Graduation Year
2024
Document Type
Master's Thesis
Degree
Master of Science
Program
Biological Science
Program Director
Meredith Protas, PhD
First Reader
Tyler Johnson, PhD
Second Reader
Kenneth Frost, PhD
Abstract
Marine natural products from sponges of the Indo-Pacific have proven to be a source of structurally diverse secondary metabolites that are biologically active against a variety of targets. In the first chapter of this thesis, the stability of the nanomolar-potent, irreversible microtubule stabilizer, (-)-zampanolide (1), the cytotoxicity of its N-acyl hemiaminal side chain (2), and the activity of the more stable related compound (-)-dactylolide (3) were investigated. Following the discovery of 1 from extracts of Cacospongia mycofijiensis, in a previous study, the first in vivo evaluation of 1 in MDA-MB-231 tumor bearing mice was performed, demonstrating it had potent and persistent antitumor efficacy but only when targeted to the tumor site due to a narrow therapeutic index. It was hypothesized that 1 is thermally unstable at body temperature (37°C, 98°F) and may decompose into the toxicant Michael acceptor, 2, and covalent microtubule stabilizing agent, 3. Thermolysis at 80°C of 1 reveals the decomposition of 1 into 2 and 3 as keto (3k)/enol (3e) tautomers shown by HPLC and NMR. HR-LCMS analysis revealed incubation at 37°C (body temperature) of 1 for 24 hrs generated 2 and 3 similar to 80°C thermolysis. Antiproliferative and biochemical assays reveal low micromolar cytotoxicity of 2 against selected triple negative breast cancer (TNBC) cell lines HCC1806, MDA-MB-453, BT-549, HCC70, and MDA- MB-231 (IC50 = 1.9 ~ 10.6 μM) and no microtubule binding affinity. Compound 3k displayed nanomolar potency against BT-549 (IC50 = 0.37 μM), MDA-MB-231 (IC50 = 0.62 μM), HCC70 (IC50 = 0.65 μM), with selectivity for MDA-MB-453 (IC50 = 0.054 μM) and HCC1806 (IC50 = 0.080 μM) and delayed binding mode to microtubules compared to 1. These results show that 1 is thermally unstable at body temperature, that 2 may be responsible, at least partially, for the in vivo toxicity of 1 in MDA-MB-231 tumor bearing mice, and that 3 may serve as a more stable and selective therapeutic lead against MDA-MB-453 and HCC1806 cell lines.
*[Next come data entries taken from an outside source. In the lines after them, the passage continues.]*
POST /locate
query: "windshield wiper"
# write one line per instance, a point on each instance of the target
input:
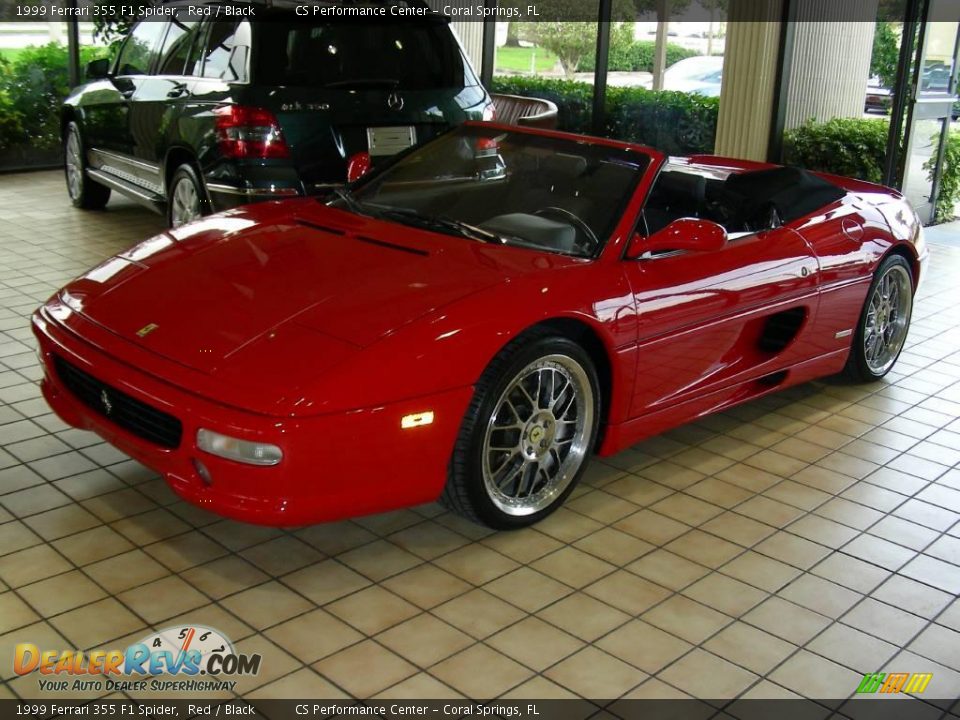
(348, 199)
(441, 222)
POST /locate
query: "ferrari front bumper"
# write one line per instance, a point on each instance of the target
(334, 466)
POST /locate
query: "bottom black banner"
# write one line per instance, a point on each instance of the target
(857, 708)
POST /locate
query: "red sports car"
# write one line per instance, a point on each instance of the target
(473, 320)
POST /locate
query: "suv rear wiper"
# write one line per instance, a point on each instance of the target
(363, 82)
(441, 222)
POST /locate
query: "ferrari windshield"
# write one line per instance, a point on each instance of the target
(514, 188)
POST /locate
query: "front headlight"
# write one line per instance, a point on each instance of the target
(251, 453)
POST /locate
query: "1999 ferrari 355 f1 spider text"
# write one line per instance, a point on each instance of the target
(472, 321)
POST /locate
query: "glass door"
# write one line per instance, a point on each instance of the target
(932, 108)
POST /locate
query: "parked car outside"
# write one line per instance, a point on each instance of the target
(198, 115)
(878, 98)
(701, 75)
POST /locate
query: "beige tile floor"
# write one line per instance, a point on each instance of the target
(782, 548)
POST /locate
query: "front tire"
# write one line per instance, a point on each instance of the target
(186, 199)
(527, 435)
(884, 322)
(84, 193)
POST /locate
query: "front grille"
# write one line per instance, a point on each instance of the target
(132, 415)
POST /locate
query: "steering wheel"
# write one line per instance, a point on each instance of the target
(576, 220)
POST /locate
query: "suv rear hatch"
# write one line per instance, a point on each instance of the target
(341, 87)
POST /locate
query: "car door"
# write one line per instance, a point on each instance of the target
(710, 320)
(107, 116)
(157, 104)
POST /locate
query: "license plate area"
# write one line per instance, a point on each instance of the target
(390, 140)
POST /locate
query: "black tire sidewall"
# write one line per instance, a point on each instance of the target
(857, 366)
(187, 171)
(92, 195)
(490, 389)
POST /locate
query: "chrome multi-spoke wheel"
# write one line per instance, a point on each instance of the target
(74, 163)
(528, 433)
(884, 322)
(537, 437)
(185, 202)
(186, 198)
(888, 318)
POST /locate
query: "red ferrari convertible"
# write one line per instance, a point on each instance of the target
(472, 320)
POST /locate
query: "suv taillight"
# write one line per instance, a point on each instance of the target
(249, 132)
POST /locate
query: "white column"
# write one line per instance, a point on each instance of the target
(830, 61)
(471, 38)
(749, 78)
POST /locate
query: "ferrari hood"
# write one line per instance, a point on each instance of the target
(206, 291)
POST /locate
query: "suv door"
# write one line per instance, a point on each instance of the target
(158, 102)
(106, 113)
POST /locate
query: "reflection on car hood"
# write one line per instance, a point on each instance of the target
(231, 279)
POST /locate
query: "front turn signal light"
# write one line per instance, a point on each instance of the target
(245, 451)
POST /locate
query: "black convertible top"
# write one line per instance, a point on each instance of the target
(792, 191)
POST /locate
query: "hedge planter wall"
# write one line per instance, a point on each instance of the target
(858, 148)
(674, 122)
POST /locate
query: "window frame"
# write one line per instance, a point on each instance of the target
(158, 65)
(155, 50)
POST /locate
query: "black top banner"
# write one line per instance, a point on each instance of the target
(679, 11)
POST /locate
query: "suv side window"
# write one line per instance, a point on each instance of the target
(140, 49)
(176, 46)
(227, 51)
In the second chapter of this thesis, a panel of secondary metabolites from the marine sponges C. mycofijiensis, Jaspis splendens, and Jaspis coriacea were evaluated against the most notorious malaria parasite Plasmodium falciparum in a drug response assay. Due to the rise in resistance to standard antimalarials such as chloroquine (1), dihydroartemisinin (2), and lumefantrine (3), there is a critical need to determine novel lead therapeutics with unique mechanisms of action (MOA) that can circumvent forms of drug resistance. Scale-up isolation by HPLC was conducted to purify latrunculin A (4), fijianolide A/isolaulimalide (5), fijianolide B/laulimalide (6), (-)-zampanolide (7), (-)-dactylolide (8), (+)-(5Z)-(8S)-(14Z)-mycothiazole (9), (+)-(5Z)-(8S)-8-O-acetyl-(14Z)- mycothiazole (10), (-)-(5E)-(8R)-(14Z)-mycothiazole (11), jasplakinolide (12), bengamide B (13), and fascaplysin (14). Both microtubule stabilizing agents, 6 and 7, from C. mycofijiensis displayed the greatest efficacy against P. falciparum proliferation on par with standard antimalarials (1-3). To identify the importance of the C-15 and C-20 chiral centers of 6, semi-synthesis was performed to produce the di-oxo fijianolide L (15). The malaria parasite drug response assay demonstrated a 2000-fold reduction in potency in 15 compared to 6, suggesting C-15 and C-20 to be key functional groups in the activity of 6. Overall, these results revealed that 41% of the selected sponge-derived secondary metabolites were comparable to frontline standard antimalarials used today, suggesting there is potential in developing marine natural products as antimalarial therapeutics.